The Flywheel — continuous skill improvement engine that passively observes session friction, analyzes accumulated usage signals, tracks skill maturity, and triggers refinement cycles. Combines lightweight post-session logging with real-time behavioral signal detection (redirects, confusion, abandonment, resignation, delight). Use when: user says 'flywheel', 'improve my skills', 'skill analysis', 'what skills need work', 'optimize skills', 'skill health', 'library health', 'friction analysis', 'signal detection', 'skill maturity', or when the session log has 10+ entries for any single skill. Also invoke proactively at the start of sessions when the log shows patterns worth acting on, and after any session where multiple skills were invoked. The always-running quality engine for the skill ecosystem.
Every skill invocation is a data point. Every user redirect is a signal. Every abandoned session is a confession. The Flywheel turns all of it into skill improvements — continuously, without the user having to remember to optimize anything.
The user's silence is data. Premature closure is data. Frustration language is data. None of it requires the user to do anything.
┌─────────────────────────────────────────────────────┐
│ THE FLYWHEEL │
├─────────────────────────────────────────────────────┤
│ │
│ ┌────────────────────┐ │
│ │ LAYER 1: OBSERVE │ ← runs during every skill │
│ │ (always on) │ session automatically │
│ │ Self-corrects when │ │
│ │ possible, logs │ │
│ │ what it can't fix │ │
│ └──────┬─────────────┘ │
│ │ logs signals │
│ ▼ │
│ ┌────────────────────┐ │
│ │ LAYER 2: LOG │ session-log.jsonl │
│ │ (append-only) │ (existing, expanded schema) │
│ └──────┬─────────────┘ │
│ │ periodic analysis │
│ ▼ │
│ ┌────────────────────┐ │
│ │ LAYER 3: ANALYZE │ triage → propose → report │
│ └──────┬─────────────┘ │
│ │ human approves │
│ ▼ │
│ ┌────────────────────┐ │
│ │ LAYER 4: IMPROVE │ edit SKILL.md, version bump │
│ └────────────────────┘ │
└─────────────────────────────────────────────────────┘
The observation layer engages automatically during every skill session. It is architecturally invisible to the user — no meta-commentary, no feedback requests, no behavior the user can attribute to monitoring.
User activates any skill
│
▼
Observation layer engages (invisible to user)
│
├──▶ Detect friction signals as they occur
│ • Redirect language ("no, I meant...")
│ • Confusion language ("what does that mean?")

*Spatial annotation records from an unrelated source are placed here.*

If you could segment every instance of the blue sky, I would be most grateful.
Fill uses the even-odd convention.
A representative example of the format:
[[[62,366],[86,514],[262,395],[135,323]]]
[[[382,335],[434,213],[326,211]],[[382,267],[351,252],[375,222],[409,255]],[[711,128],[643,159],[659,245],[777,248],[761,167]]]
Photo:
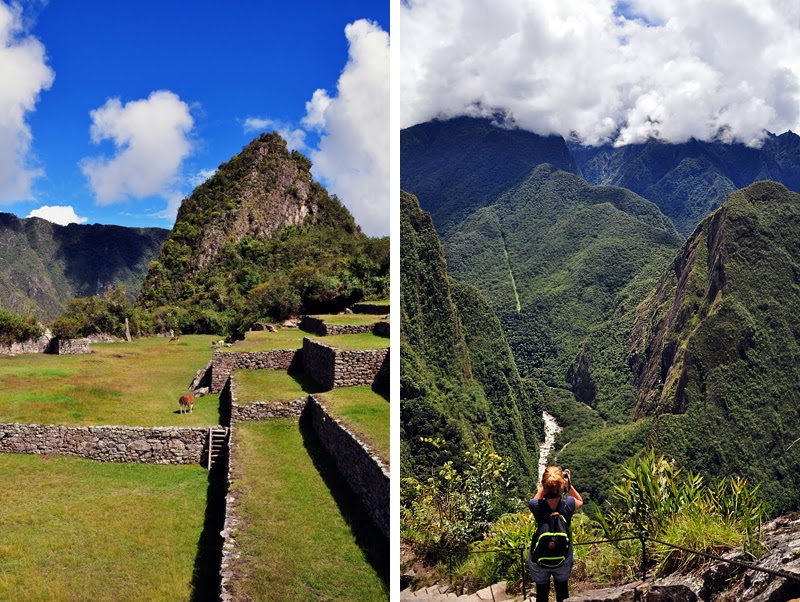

│ • Resignation behavior (short replies after long output)
│ • Scope expansion mid-session (missed intake variables)
│
├──▶ Self-correct when possible
│ • Rephrase a confusing question on the fly
│ • Adjust output verbosity if resignation signals appear
│ • Re-anchor context if the user seems lost
│
├──▶ Log signals that cannot be self-corrected
│ • Structural issues (phase ordering, missing phases)
│ • Intake design flaws (wrong variables, missing variables)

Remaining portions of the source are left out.